The figures given by the military have not been verified by the Guardian.

Israel’s emergency medical responders, Magen David Adom, said on social media that its teams were en route to several strike sites.

The Israeli military has said it has arrested 41 Palestinians during a large-scale raid in the occupied West Bank, according to the Associated Press.

The Israeli military said 14 of those arrested were militants. It said it also destroyed the homes of two militants who it accused of carrying out an August attack that killed an Israeli woman and seriously wounded an Israeli man. At the time, an offshoot of the secular nationalist Fatah party, the al-Aqsa Martyrs’ Brigade, claimed responsibility for the attack.

Israeli forces also said they had “sealed” a shop in Hebron which they said was used to print “incendiary material for Hamas” and raided three West Bank refugee camps where they said they had confiscated weapons.

The Israeli military says it has arrested 1,540 Palestinians in the West Bank since the start of the war, identifying 930 of them as affiliated with Hamas. The Palestinian Prisoner’s Club, which represents Palestinian detainees, puts the numbers much higher, at 90 detained Thursday night and 2,400 arrested in the West Bank since the start of the war.

A safe space for Gaza’s children – video

The Guardian has a dispatch from the city of Khan Yunis in southern Gaza, where volunteers are offering children a brief escape from the conflict by playing games and fun activities with them.

‘The kids come back really happy, they revive their playful spirit,’ says one parent.

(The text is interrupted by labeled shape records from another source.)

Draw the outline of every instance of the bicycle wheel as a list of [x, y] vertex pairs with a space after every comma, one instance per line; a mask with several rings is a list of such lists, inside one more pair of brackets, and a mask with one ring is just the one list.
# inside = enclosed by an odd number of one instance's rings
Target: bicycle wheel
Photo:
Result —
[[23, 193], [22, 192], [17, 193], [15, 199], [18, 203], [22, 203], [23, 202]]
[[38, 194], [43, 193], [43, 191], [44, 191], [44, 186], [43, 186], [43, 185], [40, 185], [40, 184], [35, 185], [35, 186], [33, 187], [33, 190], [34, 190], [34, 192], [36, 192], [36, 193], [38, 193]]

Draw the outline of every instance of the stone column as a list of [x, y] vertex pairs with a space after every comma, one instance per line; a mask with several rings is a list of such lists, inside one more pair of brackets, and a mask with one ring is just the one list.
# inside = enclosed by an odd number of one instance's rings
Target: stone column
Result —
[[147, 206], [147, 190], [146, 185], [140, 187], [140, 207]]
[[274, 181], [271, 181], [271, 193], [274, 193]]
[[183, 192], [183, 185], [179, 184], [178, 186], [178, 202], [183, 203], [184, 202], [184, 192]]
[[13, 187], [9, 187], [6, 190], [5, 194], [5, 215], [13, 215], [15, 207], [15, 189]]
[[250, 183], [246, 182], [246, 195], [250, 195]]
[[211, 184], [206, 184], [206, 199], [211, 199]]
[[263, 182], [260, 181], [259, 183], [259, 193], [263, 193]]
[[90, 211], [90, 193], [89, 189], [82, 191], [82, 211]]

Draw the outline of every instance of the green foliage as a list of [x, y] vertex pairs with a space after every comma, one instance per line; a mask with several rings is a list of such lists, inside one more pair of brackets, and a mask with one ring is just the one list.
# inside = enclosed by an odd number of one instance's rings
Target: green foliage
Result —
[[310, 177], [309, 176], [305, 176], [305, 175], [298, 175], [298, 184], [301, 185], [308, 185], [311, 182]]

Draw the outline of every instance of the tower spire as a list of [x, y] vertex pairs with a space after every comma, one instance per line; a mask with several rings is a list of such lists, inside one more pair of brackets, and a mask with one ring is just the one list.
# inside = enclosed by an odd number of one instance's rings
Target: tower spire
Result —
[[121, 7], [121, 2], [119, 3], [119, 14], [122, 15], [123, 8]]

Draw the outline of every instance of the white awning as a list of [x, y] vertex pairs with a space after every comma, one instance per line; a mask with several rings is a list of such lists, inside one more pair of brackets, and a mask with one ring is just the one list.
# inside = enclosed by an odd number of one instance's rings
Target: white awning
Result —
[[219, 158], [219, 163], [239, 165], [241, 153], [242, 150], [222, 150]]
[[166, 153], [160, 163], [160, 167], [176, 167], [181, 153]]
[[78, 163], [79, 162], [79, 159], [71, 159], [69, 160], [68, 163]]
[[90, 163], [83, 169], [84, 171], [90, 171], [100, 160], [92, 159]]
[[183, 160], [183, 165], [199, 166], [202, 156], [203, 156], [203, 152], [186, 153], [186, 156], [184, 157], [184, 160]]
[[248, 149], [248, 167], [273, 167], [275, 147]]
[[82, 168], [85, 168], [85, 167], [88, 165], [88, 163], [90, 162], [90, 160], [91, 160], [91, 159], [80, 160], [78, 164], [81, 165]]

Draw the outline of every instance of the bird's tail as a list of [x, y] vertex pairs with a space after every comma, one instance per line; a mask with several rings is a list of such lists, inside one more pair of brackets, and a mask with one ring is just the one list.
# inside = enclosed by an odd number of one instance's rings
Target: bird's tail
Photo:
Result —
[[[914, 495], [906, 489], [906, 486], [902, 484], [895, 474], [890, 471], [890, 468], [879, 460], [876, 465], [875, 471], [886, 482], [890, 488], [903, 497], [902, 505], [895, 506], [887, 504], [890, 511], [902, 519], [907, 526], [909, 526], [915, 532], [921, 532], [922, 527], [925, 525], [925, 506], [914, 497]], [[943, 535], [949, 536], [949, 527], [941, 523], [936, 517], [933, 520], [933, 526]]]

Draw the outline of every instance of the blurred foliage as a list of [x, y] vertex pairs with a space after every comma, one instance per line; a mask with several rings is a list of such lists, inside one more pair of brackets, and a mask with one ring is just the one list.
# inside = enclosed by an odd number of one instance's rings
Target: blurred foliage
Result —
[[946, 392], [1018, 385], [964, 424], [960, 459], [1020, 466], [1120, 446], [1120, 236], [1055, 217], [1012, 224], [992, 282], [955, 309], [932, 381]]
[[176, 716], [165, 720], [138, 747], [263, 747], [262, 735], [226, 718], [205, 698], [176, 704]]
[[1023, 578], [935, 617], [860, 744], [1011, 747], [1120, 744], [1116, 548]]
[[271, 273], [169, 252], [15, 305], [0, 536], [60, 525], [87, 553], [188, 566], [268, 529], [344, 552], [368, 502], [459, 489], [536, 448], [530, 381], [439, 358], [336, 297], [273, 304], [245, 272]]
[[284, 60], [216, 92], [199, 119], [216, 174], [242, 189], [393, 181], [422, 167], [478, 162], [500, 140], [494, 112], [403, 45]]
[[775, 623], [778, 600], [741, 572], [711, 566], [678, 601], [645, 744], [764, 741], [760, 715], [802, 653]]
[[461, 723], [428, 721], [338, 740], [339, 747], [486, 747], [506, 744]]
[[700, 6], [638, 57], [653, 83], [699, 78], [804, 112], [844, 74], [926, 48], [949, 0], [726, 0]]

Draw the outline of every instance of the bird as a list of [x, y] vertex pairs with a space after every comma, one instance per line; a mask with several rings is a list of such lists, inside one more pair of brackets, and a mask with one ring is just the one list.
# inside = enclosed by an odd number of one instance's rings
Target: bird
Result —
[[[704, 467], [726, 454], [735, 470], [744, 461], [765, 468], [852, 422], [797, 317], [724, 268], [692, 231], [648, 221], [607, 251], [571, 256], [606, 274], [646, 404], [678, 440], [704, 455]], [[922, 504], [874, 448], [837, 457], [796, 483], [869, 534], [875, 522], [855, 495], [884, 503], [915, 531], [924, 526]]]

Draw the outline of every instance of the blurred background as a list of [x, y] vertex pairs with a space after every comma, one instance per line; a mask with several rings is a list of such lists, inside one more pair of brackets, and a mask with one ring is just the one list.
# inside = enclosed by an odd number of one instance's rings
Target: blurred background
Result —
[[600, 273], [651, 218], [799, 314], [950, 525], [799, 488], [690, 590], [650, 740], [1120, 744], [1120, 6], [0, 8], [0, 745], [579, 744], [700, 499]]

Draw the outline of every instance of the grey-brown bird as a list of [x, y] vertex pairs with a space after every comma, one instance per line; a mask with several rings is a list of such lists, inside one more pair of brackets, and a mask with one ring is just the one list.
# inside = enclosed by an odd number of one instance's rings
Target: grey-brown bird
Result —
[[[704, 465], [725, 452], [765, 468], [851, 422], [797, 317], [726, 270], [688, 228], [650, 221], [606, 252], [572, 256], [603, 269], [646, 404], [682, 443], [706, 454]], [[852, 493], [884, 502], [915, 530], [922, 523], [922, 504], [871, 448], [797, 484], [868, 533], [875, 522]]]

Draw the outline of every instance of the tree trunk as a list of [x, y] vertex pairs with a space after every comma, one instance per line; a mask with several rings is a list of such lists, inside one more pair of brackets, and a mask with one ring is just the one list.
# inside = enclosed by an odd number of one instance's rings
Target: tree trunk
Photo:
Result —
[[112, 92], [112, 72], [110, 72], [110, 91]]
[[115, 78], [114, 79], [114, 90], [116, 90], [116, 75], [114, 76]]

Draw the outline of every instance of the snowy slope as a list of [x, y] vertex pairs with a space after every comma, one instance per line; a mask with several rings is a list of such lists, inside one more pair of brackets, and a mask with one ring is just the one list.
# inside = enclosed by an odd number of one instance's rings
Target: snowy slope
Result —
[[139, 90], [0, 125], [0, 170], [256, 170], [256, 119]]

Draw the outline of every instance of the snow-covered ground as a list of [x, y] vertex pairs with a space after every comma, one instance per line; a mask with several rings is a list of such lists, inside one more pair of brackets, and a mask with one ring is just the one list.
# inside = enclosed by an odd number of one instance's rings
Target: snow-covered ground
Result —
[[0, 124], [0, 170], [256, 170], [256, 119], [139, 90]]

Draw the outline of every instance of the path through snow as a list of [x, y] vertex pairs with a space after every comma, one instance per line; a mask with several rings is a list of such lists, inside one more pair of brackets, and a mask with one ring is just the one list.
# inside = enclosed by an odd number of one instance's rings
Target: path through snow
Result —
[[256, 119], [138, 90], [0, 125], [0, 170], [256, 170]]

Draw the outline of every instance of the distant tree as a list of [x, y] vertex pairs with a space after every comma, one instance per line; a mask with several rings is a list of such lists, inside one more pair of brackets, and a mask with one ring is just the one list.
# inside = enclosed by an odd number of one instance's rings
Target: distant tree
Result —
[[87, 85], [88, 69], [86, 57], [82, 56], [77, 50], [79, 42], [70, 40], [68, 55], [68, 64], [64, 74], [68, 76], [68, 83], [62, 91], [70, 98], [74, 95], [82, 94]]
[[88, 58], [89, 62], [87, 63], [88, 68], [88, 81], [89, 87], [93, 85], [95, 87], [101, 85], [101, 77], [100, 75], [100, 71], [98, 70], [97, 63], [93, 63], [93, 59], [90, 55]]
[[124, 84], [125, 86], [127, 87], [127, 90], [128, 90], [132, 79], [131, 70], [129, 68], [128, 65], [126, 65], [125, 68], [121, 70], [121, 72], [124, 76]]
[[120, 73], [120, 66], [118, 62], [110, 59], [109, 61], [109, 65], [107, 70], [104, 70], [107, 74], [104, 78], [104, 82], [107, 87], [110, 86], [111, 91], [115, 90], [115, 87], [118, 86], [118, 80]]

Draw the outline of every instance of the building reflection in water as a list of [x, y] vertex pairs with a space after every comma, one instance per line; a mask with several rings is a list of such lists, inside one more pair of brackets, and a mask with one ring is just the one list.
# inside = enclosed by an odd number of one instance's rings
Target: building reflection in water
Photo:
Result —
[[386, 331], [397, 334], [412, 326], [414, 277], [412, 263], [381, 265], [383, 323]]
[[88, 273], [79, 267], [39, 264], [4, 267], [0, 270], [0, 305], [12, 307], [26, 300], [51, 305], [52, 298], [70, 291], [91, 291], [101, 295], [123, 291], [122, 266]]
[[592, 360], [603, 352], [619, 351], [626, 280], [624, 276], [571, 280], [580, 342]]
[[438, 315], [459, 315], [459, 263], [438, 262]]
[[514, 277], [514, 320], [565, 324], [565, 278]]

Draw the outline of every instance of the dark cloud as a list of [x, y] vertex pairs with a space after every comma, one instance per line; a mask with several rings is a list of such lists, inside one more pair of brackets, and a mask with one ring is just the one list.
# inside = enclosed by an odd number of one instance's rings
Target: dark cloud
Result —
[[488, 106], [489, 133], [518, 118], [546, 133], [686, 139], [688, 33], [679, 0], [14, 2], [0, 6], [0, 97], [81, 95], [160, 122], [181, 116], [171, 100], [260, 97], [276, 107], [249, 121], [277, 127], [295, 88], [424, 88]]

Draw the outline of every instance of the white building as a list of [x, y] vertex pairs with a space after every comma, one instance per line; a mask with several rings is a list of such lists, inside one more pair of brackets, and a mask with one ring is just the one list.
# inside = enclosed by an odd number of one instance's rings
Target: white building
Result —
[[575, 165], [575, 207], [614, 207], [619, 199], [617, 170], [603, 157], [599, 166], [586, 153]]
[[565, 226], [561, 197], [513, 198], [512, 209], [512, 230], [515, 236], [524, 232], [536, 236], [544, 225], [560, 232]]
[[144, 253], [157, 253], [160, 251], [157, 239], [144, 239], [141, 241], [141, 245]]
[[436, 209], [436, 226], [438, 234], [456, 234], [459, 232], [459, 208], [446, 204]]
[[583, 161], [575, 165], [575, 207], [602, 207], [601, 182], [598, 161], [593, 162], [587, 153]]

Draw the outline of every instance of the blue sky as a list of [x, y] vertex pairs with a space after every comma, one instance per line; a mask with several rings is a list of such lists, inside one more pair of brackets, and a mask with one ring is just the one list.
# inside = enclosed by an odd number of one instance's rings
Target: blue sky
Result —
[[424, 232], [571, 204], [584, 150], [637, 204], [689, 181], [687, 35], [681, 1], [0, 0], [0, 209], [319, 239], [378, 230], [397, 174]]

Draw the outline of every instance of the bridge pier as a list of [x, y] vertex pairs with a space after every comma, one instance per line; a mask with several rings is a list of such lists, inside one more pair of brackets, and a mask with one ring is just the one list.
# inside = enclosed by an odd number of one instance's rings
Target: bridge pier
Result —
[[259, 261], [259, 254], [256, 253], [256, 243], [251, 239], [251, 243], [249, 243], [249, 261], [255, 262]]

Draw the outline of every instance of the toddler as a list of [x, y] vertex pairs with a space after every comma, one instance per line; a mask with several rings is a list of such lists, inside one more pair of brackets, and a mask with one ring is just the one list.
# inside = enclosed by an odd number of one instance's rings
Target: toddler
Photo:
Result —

While it won’t bring back their homes or loved ones, volunteers are hoping that making time for play in a war zone will help these children recover from the trauma of living under siege.

A safe space for Gaza’s children: ‘They still have dreams for the future’ – video

The UN humanitarian office, OCHA, has said that “several hundred thousand people” are still in northern Gaza, beyond the reach of aid supplies.

“We cannot drive to the north at the current point, which is of course deeply frustrating because we know there are several hundred thousand people who remain in the north,” said OCHA’s spokesperson, Jens Laerke, according to Reuters.

“If there is a hell on earth today, its name is northern Gaza,” he added.

He continued:

It is a life of fear by day and darkness at night. And what do you tell your children in such a situation, it’s almost unimaginable – that the fire they see in the sky is out to kill them?”